Bir an durup soluklanalım…

Toplumun yaşadığı cinnet halinden, iktidar savaşlarından, komplo teorilerinden, iletişimin yoğun trafiğinden, karşılıklı nefret ifşaatları ile kabaran duyguların basıncından uzaklaşalım.

Günümüzün temel sorusunu, cepheden soralım:

Ortak-yaşam umutları, eşit ve özgür gelecek ütopyaları neden yanıyor?

Neden bir toplumun gelecek umutları ve gençleri bu topraklarda yanıp kül olurken; birileri aynı topraklarda iletişim sirkülâsyonu aşkına kahve keyfi yapıyor?

Neden bir kuşağın ortak-yaşam fikirleri ve demokratik toplum umutları şehirlerin sokaklarında ve parklarında barışçıl bir biçimde dile getirilirken; yasal devlet ve polis şiddeti karşısında gençlerimiz ölüyor?

Neden bir toplumun yanan gelecek hayalleri karşısında iktidar savaşlarını yeğleyen yöneticilerimiz böylesine vurdum duymaz ve narsistler; medyamız da bu denli yandaş ve hedonist?

Neden?

Neden yeryüzünde ortak insanlık ütopyaları yanıyor?

Fransa’nın banliyöleri, New York’un Kuleleri, Irak’ın şehirleri, Afganistan’ın köyleri, Yunanistan’ın, Tunus’un, Mısır’ın sokakları, Libya’nın semaları, Suriye’nin şehirleri ve anaların yürekleri neden yanıyorsa, işte o yüzden…

“Mezhep Çatışmaları”, “Haçlı Seferleri”, “Cihat”, “Medeniyetler Çatışması”, “Demokrasi İhracı”, efsaneleri neden revaçtaysa…

İstanbul’da Dink’ler, Malatya’da, Hatay’da misyonerler, Sıvas’ta, Maraş’ta, Malatya’da Aleviler neden ırkçı-linçi kitlerle tarafından hedef alınıyorsa…

İspanya’da, Yunanistan’da, Filistin’de, Tunus’ta, Mısır’da, Libya’da, Suriye’de ve Türkiye’de tüm bir zamanın gençliği neden yanıyorsa…

İşte o yüzden yanıyor özgür ve eşit yaşam ütopyaları…

Yani…

Bir yanda, “küresel-köy” haline geldiği söylenen dünyamızda kapitalin, bilginin ve vücutların anonim dolaşımı varken; diğer yanda, aynı anda, tüm dünyada her türlü yerel kimliklere histerili bir “geri dönüş” dalgasıyla sarsılmaktan.
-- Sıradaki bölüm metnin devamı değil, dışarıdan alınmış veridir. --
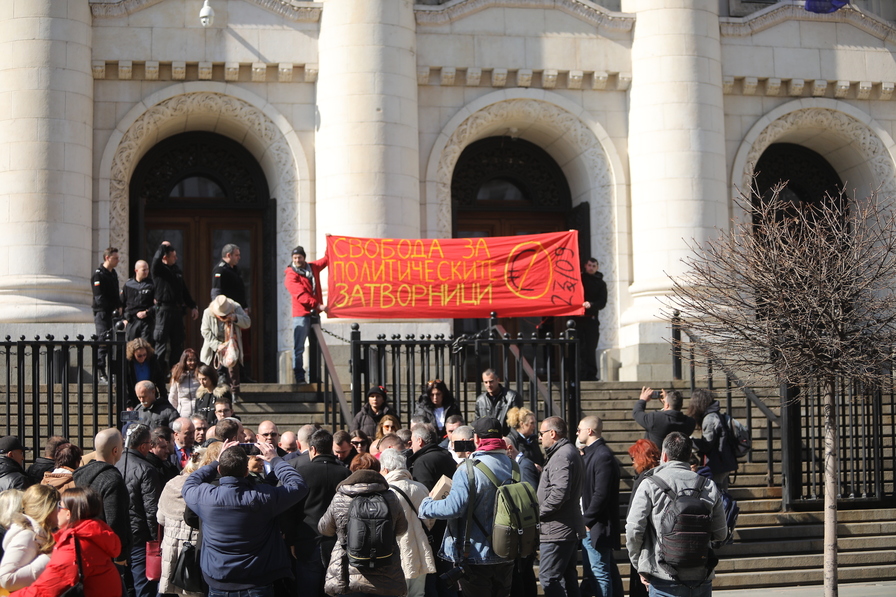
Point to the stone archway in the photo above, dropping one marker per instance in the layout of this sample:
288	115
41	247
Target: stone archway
233	117
867	163
577	148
Bu saplantılı geri dönüşle örtüşen bir “aynı”/“öteki” söyleminin aşkıyla yanıp tutuşmaktan.

Yani…

Eşitlikçi ve özgürlükçü evrensel-demokratik politikanın sonunu ilan etmiş olmaktan.
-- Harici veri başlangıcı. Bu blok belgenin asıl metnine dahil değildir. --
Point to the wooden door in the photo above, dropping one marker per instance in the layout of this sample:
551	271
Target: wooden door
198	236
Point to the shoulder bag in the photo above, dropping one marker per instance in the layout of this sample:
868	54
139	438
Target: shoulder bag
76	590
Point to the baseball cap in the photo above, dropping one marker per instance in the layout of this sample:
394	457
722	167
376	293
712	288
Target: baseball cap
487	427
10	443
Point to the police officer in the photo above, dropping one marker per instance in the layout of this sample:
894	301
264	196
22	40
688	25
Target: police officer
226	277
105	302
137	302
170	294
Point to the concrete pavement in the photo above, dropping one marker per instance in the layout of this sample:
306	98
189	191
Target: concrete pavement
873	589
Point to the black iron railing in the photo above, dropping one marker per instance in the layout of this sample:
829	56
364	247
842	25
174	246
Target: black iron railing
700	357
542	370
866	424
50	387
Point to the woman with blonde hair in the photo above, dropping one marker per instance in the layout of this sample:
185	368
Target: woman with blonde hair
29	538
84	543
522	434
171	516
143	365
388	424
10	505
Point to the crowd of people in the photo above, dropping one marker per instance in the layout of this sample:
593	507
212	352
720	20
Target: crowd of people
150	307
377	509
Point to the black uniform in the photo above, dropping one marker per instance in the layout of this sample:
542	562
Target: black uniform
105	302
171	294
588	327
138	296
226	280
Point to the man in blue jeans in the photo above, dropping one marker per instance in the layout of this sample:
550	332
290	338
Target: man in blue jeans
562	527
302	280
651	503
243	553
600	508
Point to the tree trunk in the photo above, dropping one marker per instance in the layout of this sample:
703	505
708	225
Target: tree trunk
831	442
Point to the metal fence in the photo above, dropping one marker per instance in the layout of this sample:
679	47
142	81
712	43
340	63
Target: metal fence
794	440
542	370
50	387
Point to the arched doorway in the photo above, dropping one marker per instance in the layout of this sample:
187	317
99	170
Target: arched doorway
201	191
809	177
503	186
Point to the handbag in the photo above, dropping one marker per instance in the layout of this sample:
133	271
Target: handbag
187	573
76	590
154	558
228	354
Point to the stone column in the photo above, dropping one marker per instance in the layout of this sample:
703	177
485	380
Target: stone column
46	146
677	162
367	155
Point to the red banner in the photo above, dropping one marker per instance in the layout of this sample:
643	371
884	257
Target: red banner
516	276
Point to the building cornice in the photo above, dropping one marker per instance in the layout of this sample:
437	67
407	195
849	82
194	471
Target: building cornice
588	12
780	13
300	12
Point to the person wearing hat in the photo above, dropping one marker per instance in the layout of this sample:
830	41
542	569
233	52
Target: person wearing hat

“Ben benim,” diyen tekrarcı bir “narsis-aynılık” yerine; şairin belirttiği gibi, artık “Ben bir başkasıdır,” diyebilen paradoksal evrensel politik-öznellikler yaratamamaktan.

Yani…

Dinsel-mezhepsel, kültürel, etnik, ulusal aynılık-kimliklerinin dışında yaratılan ortak-yaşam ve ortak-insanlık paradigmalarının, ortak demokratik-politik-öznelliklerin tarihe karıştığını varsaymaktan.

Sosyal olarak “hiçbir şey” olan yoksulların ve apoletsizlerin, politik olarak “her şey” olabilme eşitliğinin ve özgürlüğünün sınandığı evrensel-demokratik öznelliklere hiçbir şans bırakmayacak tarzda, insanlığın, ahlak bilinci olduğunu iddia eden kendi kendisiyle özdeş Batılı “uygar-aynılık” ve yardıma muhtaç Doğulu “mağdur-öteki” kimliği olarak ikiye bölünmesinden.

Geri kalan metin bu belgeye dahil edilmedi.